Os papilomas invertidos (PI) nasossinusais desenvolvem-se a partir do epitélio ciliado e cobrem a cavidade nasal e os seios paranasais, chamados de membrana schneideriana. Constituem 0,4% a 4,7% dos tumores nasossinusais.1 A membrana schneideriana é um revestimento epitelial semelhante em estrutura ao epitélio respiratório do trato respiratório inferior, mas, diferentemente desse tecido, é derivada do ectoderma, e não da endoderme. O epitélio schneideriano é composto de uma única camada de células ciliadas cilíndricas, com uma pequena quantidade de células caliciformes. Os PI são formados por epitélio hiperplásico que cresce endofiticamente no estroma subjacente. Os crescimentos epiteliais são limitados pela membrana basal. O epitélio que forma o PI é constituído desde poucas até várias camadas de células do tipo de epitélio colunar escamoso, de transição e/ou ciliado. Geralmente, uma mistura de células caliciformes também é visível. O PI é caracterizado por um baixo número de mitoses (localizadas principalmente perto da base). Às vezes, observam-se queratose superficial (10% -20% dos casos) e displasia intraepitelial (5% -10% dos casos).2

O fator de risco para PI mais conhecido é a infecção pelo HPV.3-6 Os outros fatores considerados de risco para o desenvolvimento de PI são: infiltração inflamatória,7 fumaça de soldagem e vapores de solventes orgânicos.8

A manutenção do fenótipo transformado, dependente da infecção de alto risco do papilomavírus humano (hrHPV), é causada principalmente pela expressão de dois oncogenes virais, E6 e E7. A proteína hrHPV E6 inicia a carcinogênese pela sua capacidade de ter como alvo a p53. O complexo de ubiquitina-ligase E6/UBE3A (E6-AP) tem como alvo a TP53 para ubiquitinação e degradação proteossômica. Além disso, o hrHPV E6 ativa a telomerase (TERT) para regular a adesão celular e a proliferação descontrolada.9

A proteína hrHPV E7 inicia a carcinogênese por degradação e inativação da proteína supressora de tumor de retinoblastoma (RB1), impede-a de se ligar ao fator de transcrição E2F, promove assim a progressão do ciclo celular.10Acredita-se que a ativação de E2F pela hrHPV E7 estimula a expressão do supressor tumoral p16INK4A. O supressor tumoral p16INK4A inibe a atividade de CDK4/CDK6 e restaura a formação de complexos com ciclinas do tipo D (CCND). A inibição de CDK4/6 provoca o acúmulo de supressor tumoral RB1 hipofosforilado ativo, o que desencadeia a interrupção do ciclo celular de G1 pela formação de complexo repressor com fatores de transcrição E2F/DP.10

Estudos recentes sugerem que um dos principais marcadores/determinantes carcinogênicos da degradação de RB1 causado pelo HPV E7de alto risco é a expressão de p16INK4A, enquanto que as proteínas de baixo risco HPV E7 não desencadeiam o p16INK4A.11

Uma abordagem de rastreamento geral consistente com a descoberta de que a expressão de p16INK4A é um biomarcador, especificamente para lesões e cânceres infectados com HPV de alto risco, é a avaliação de produtos proteicos do gene supressor de tumor p16INK4A, também chamado de p16.

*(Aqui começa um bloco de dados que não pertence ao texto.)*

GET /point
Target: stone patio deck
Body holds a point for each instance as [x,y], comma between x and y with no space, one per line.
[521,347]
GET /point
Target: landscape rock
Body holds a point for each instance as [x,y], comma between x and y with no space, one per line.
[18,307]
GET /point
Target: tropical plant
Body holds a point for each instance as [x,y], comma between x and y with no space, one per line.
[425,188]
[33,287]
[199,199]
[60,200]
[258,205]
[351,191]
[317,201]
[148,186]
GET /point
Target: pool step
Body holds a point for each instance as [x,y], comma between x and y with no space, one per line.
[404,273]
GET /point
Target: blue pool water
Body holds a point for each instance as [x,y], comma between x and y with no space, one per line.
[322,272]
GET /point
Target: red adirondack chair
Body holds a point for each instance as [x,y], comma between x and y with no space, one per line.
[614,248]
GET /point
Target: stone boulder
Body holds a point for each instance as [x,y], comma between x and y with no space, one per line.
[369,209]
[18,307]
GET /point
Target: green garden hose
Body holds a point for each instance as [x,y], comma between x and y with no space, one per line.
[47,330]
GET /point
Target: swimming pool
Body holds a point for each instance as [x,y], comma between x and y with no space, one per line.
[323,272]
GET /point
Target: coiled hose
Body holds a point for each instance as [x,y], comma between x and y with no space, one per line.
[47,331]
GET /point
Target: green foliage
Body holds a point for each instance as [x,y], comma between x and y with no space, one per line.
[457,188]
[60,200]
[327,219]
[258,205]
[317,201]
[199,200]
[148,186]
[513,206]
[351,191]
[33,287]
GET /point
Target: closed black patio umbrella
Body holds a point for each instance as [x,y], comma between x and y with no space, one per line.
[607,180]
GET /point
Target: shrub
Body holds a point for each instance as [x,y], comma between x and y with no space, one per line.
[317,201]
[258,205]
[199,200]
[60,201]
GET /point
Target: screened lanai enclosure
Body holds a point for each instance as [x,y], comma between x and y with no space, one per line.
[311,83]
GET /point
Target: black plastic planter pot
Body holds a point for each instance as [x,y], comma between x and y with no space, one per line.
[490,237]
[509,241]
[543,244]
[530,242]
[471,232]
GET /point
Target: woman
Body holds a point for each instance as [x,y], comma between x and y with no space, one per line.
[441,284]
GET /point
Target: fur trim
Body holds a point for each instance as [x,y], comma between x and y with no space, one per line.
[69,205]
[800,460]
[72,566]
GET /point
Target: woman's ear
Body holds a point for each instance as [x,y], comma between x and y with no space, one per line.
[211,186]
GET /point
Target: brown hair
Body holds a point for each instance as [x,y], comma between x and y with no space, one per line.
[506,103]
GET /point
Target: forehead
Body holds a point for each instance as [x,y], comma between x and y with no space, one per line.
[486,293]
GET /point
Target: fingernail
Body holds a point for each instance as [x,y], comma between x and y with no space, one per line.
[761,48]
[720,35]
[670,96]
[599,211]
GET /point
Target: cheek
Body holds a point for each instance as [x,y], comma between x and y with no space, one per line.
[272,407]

O objetivo do estudo foi analisar a correlação entre a expressão da p16 como um substituto da infecção pelo HPV em material histopatológico analisado e as variáveis epidemiológicas, recidivas ou transformação maligna em um grupo de 53 indivíduos tratados devido a PI.

Método

O estudo retrospectivo incluiu 53 pacientes (18 mulheres e 35 homens) submetidos a tratamento para PI nasossinusal de 2002 a 2012 em uma única instituição.

Os exames histopatológicos foram feitos por três patologistas experientes e o consenso sobre a forma de descrever as avaliações foi determinado antes do início do estudo.

Os blocos de parafina foram cortados com micrótomo rotativo manual (AccuCut, Sakura, Torrance, EUA) em seções de parafina de 4 µm de espessura e colocados em lâminas extra-adesivas (SuperFrostPlus, MenzelGlasser, Braunschweig, Alemanha). O procedimento imuno-histoquímico foi padronizado com uma série de reações de controle positivos e negativos em secções de tecido fixados em formol e embebidos em parafina.

A coloração imuno-histoquímica foi feita com o sistema automático de processamento de lâminas Benchmark GX Platform (Ventana Medical Systems, Tuscon, AZ, EUA) com anticorpo monoclonal primário de camundongo CINtec® p16 (clone E6H4™, cat. N. 705-4713; Ventana Medical Systems, Tuscon, AZ, EUA) e o sistema de visualização UltraView DAB IHC Detection Kit (Ventana Medical Systems, Tuscon, AZ, EUA), recomendado pelo fabricante. Finalmente, as lâminas foram desidratadas, limpas em série de xilenos e cobertas com Tissu-Tek (Sakura, Japão).

Os patologistas que avaliaram a expressão imuno-histoquímica dos antígenos examinados trabalharam independentemente e foram cegados para os dados clínicos e outros dados dos pacientes. A intensidade de expressão da proteína p16 foi classificada como: 0 - sem expressão, 1 - expressão difusa (limítrofe) e 2 - expressão positiva; ou 0 - sem expressão/expressão difusa (limítrofe); 1- expressão positiva.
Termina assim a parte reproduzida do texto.